My name is Vern Greunke.

I'm a veteran of the Army Security Agency. The ASA was a separate unit of the Army specializing in many covert operations, including radio signal intelligence gathering, analysis, codebreaking and other missions.

I served a year in Vietnam, doing short-range radio direction finding, locating enemy units' radio transmitters. Later I was assigned to a mountaintop Air Force Station in Taiwan, where the services worked at electronic snooping more distant targets. In late February 1968, days after the Naval spy ship, the Pueblo, was captured, volunteers were sought to go to Korea on temporary duty. I went that March.

Years ago, I created a website and database for former ASA members, now at more than 40,000 records, with members posting their name/numbers and then contacting each other for personal and unit reunions.

At one point I learned that one survivor, Charles "Joe" Sterling, had Nebraska roots. He invited me to stop by his house when I was in Lincoln, so I did. Joe took me to a spare bedroom of his mobile home and motioned for me to sit.

Exchanging stories of our intelligence jobs, he talked about his experience as a prisoner of war. I asked him about the torture he was subjected to, wondering how I would have sustained it. He said the physical punishment wasn't that bad and he blocked out the pain. Mentally they tried to hurt them also. He was in a prison room with two other men. In the room was a fearful youngster, barely out of high school. Joe had to do a lot of talking to keep him calm. Once, returning from a beating and interrogation, the young man said they told him if he didn't talk or sign a confession, they would "hang him from the highest hill at sunrise." Joe laughed, saying it sounded like a script from a grade B movie. They didn't even know if they had hills in the area. He made assurances that "we will go home someday," but with a smile said, "I never told him, it might be in a box!"

We continued to talk, in this dark room, the afternoon sun starting to wane. I wondered if these were the conditions he lived in.

Joe and I talked for two hours. I mentioned books I'd read on the capture, written by Capt. Lloyd Bucher (a Boys Town alumni) and officers on the ship. Joe said, "I don't know what ship they were on" or how they remembered all that, as they tried desperately to destroy, burn or throw overboard the classified materials.

He said the crew had been having reunions on cruise ships - not his type of entertainment. His idea of a reunion would be "two kegs, under trees, in a field, by ourselves - and we could talk." There were many issues to hash out yet.

As I was about to leave, he grabbed a small plaque. He had received it from the president honoring the crew during the capture and imprisonment. He said it was OK, but added: "This is what I'm most proud of" and gleefully turned the plaque over. In black marker were the words, "from John Wayne."

We exchanged handshakes. I received another invite: "Come back again, we could ‘do ribs.'" A few years later, as I was reading the Omaha paper over breakfast, I saw his obituary. His funeral was that day, with burial too far to make it easily, and too late to ask the boss for the day off.

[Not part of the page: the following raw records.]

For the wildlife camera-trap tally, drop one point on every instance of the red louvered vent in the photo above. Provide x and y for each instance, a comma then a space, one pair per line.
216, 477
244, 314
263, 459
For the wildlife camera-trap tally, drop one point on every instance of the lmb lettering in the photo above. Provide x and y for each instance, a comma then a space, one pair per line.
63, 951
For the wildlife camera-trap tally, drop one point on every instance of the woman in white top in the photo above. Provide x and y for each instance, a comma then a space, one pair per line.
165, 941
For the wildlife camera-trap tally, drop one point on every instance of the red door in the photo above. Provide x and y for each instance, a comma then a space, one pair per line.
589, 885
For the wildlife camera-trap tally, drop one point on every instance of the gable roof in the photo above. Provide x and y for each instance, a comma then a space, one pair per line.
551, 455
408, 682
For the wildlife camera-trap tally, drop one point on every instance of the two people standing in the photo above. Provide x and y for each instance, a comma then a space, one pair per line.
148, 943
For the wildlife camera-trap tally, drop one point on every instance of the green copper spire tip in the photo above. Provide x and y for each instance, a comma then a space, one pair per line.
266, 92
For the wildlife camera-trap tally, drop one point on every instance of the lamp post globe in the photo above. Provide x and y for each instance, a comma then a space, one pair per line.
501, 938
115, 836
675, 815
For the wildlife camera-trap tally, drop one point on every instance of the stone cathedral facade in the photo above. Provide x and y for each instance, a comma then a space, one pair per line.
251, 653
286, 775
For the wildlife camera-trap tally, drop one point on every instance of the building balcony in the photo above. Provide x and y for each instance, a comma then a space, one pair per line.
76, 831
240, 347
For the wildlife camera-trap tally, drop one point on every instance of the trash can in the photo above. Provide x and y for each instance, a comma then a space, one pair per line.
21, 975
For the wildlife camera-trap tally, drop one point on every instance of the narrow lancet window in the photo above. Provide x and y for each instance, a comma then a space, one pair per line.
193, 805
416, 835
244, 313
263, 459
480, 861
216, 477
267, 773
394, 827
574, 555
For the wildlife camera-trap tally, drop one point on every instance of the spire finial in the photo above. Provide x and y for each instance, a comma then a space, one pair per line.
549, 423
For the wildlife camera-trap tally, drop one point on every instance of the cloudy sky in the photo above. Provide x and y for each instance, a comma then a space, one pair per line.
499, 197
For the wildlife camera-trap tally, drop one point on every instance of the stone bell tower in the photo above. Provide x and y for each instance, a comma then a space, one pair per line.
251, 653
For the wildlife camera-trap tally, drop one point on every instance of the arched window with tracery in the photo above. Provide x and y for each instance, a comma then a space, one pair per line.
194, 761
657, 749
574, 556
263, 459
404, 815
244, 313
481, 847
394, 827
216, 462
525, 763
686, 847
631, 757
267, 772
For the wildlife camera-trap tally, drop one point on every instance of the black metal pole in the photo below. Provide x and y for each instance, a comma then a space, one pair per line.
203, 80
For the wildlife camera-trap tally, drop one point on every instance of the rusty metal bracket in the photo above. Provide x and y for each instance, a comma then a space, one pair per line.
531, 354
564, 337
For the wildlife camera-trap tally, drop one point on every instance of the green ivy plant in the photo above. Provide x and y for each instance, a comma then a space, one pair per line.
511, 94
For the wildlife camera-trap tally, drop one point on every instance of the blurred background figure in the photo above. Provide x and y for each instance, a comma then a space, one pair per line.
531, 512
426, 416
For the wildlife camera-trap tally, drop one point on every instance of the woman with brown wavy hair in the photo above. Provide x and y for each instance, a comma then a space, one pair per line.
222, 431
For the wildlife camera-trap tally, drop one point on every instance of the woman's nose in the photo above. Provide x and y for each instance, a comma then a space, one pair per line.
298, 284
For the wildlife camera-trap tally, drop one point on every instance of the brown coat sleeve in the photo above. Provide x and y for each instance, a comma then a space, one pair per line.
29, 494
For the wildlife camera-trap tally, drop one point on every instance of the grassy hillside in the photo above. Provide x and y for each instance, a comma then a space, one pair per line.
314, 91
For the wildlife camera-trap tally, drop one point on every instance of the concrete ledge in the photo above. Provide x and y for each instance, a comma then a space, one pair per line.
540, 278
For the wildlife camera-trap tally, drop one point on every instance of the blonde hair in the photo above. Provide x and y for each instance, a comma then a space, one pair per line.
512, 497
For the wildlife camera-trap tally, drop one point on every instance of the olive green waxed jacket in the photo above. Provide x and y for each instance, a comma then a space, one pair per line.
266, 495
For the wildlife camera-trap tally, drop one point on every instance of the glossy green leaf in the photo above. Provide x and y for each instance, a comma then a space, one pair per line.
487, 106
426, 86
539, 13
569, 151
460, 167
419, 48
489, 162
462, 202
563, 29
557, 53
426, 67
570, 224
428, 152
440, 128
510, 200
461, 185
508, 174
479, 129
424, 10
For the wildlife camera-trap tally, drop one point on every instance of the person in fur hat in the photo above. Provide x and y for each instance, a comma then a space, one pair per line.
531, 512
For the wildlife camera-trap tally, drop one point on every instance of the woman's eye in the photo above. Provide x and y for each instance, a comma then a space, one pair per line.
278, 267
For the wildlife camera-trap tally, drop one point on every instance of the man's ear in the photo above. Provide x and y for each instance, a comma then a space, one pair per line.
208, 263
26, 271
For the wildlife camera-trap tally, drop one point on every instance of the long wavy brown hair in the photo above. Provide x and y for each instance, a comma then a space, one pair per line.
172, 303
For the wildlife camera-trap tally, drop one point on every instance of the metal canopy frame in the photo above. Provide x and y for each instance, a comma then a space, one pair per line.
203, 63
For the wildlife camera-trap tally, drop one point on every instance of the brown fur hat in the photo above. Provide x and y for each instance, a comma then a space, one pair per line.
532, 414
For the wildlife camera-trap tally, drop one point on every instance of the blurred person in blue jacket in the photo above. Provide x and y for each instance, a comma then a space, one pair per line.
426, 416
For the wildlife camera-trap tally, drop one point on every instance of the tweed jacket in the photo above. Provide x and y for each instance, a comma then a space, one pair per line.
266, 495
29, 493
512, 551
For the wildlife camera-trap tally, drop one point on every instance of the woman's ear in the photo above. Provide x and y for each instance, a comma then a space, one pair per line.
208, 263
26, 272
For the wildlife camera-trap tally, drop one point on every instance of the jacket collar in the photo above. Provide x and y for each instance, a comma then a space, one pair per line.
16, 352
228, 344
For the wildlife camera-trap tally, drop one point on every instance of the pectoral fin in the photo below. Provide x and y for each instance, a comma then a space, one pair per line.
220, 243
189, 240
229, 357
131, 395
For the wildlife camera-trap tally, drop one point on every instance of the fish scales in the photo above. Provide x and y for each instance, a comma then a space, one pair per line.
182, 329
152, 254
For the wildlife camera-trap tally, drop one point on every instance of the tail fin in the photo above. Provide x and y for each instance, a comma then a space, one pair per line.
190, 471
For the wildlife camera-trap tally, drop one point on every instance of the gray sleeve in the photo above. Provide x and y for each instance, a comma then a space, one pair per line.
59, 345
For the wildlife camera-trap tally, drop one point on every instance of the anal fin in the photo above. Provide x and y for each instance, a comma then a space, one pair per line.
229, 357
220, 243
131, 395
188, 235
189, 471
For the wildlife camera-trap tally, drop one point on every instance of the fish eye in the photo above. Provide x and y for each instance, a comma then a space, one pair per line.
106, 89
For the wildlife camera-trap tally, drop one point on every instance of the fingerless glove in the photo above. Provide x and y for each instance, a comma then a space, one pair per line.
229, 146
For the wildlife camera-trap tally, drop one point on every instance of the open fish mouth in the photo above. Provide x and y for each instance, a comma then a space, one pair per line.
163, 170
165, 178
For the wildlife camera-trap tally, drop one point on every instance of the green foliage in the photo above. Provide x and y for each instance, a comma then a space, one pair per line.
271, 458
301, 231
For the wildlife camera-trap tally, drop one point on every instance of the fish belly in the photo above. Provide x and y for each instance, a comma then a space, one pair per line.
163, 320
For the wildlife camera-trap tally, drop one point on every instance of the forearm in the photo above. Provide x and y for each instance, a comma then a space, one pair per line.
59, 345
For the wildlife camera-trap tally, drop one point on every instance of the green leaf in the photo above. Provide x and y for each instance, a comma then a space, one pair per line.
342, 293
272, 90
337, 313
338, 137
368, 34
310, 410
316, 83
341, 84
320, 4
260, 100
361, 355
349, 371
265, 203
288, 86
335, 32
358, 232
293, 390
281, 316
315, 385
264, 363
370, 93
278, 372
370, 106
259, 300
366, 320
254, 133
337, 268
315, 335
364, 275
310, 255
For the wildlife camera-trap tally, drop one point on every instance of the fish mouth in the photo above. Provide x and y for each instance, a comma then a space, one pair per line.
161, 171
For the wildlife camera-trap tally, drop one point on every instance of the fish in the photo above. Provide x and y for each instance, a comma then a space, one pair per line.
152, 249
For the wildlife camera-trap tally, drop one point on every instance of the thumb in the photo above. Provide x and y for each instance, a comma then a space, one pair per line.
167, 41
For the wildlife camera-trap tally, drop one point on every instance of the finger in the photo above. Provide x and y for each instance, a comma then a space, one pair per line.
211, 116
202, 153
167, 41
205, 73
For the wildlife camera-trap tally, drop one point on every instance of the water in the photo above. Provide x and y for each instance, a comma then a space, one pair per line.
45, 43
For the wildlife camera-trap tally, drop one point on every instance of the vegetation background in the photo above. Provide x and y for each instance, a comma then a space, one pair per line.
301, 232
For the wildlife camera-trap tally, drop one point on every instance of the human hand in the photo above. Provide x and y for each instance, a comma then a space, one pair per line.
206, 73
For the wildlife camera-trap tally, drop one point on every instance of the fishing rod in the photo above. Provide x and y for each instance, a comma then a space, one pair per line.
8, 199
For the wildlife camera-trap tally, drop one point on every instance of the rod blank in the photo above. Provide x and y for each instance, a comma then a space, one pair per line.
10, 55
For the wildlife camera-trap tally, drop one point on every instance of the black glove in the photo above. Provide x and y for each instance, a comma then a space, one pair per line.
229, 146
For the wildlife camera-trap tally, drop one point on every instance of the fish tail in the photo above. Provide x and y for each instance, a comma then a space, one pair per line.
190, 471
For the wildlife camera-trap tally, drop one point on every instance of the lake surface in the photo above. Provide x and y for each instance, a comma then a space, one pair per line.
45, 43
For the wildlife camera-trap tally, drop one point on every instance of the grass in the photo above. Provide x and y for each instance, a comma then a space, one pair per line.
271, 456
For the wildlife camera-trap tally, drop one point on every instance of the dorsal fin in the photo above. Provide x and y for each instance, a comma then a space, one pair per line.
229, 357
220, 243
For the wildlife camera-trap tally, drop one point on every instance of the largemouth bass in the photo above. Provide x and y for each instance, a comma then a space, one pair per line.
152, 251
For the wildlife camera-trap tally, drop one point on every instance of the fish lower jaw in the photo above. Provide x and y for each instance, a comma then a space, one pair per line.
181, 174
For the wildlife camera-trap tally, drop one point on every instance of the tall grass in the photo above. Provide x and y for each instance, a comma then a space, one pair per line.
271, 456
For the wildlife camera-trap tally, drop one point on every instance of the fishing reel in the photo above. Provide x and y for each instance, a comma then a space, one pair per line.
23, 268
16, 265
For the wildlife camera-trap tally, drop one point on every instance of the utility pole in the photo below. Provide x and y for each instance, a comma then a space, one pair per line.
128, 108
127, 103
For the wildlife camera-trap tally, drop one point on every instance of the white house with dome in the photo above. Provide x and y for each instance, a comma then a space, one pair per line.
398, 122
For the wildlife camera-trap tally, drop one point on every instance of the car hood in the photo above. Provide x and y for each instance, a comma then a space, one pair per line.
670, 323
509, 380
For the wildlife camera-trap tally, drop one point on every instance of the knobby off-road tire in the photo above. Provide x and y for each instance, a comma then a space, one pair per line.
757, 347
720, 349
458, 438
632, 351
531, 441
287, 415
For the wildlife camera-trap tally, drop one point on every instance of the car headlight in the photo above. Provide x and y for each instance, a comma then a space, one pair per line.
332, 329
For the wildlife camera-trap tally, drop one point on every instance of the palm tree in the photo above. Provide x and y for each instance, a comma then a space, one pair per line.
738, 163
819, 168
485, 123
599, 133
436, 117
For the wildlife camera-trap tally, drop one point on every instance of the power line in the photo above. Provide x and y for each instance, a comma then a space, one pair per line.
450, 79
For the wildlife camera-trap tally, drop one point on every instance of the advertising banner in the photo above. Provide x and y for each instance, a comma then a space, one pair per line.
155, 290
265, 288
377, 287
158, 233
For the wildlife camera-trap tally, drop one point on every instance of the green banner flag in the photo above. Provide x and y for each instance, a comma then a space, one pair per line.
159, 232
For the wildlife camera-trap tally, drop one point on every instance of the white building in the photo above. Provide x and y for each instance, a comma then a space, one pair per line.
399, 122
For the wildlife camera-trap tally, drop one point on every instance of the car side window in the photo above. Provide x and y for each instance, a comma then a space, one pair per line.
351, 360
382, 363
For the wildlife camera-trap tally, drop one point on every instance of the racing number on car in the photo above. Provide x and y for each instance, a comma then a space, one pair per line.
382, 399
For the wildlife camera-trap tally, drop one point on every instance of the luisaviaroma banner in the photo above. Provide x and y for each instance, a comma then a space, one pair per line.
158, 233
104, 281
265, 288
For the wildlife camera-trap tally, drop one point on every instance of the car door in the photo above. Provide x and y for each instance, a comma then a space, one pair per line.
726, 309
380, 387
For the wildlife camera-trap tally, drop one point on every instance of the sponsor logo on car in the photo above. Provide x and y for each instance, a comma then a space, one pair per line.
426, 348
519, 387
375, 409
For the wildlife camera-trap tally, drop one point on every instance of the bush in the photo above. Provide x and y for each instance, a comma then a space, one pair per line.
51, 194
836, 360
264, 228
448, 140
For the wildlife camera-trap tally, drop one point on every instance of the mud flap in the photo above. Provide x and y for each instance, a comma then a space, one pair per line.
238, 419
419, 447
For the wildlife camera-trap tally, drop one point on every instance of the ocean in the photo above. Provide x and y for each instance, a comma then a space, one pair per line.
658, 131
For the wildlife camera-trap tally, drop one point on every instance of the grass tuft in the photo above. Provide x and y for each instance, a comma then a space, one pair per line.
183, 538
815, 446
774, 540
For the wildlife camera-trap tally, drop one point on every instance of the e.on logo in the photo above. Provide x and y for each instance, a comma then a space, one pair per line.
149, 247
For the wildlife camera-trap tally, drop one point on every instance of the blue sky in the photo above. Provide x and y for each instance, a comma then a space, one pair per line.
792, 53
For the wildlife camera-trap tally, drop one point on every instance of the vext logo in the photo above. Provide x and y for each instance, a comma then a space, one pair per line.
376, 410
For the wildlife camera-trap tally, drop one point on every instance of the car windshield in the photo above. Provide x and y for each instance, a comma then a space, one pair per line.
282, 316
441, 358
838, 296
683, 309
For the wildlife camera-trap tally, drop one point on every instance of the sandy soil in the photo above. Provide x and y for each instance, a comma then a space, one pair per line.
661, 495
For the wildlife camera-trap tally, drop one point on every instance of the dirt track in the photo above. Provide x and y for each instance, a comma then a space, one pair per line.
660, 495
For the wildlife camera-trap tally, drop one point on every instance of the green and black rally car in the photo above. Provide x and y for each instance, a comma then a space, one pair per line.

We hear a lot today about this or that person being a hero. In my book, Joe was a hero, suffering unjust punishment at the hands of our enemy. The ship still sits in the harbor in North Korea as a museum. For the U.S. Navy, it's still considered on duty, though anchored far away.

So long, Joe! I wished I'd taken the time to look you up again. That was not to be, but someday in the future .... "we'll do ribs" together.

Vern Greunke retired from the Fremont Tribune where he worked full time for 44 years. He is still a part-time employee.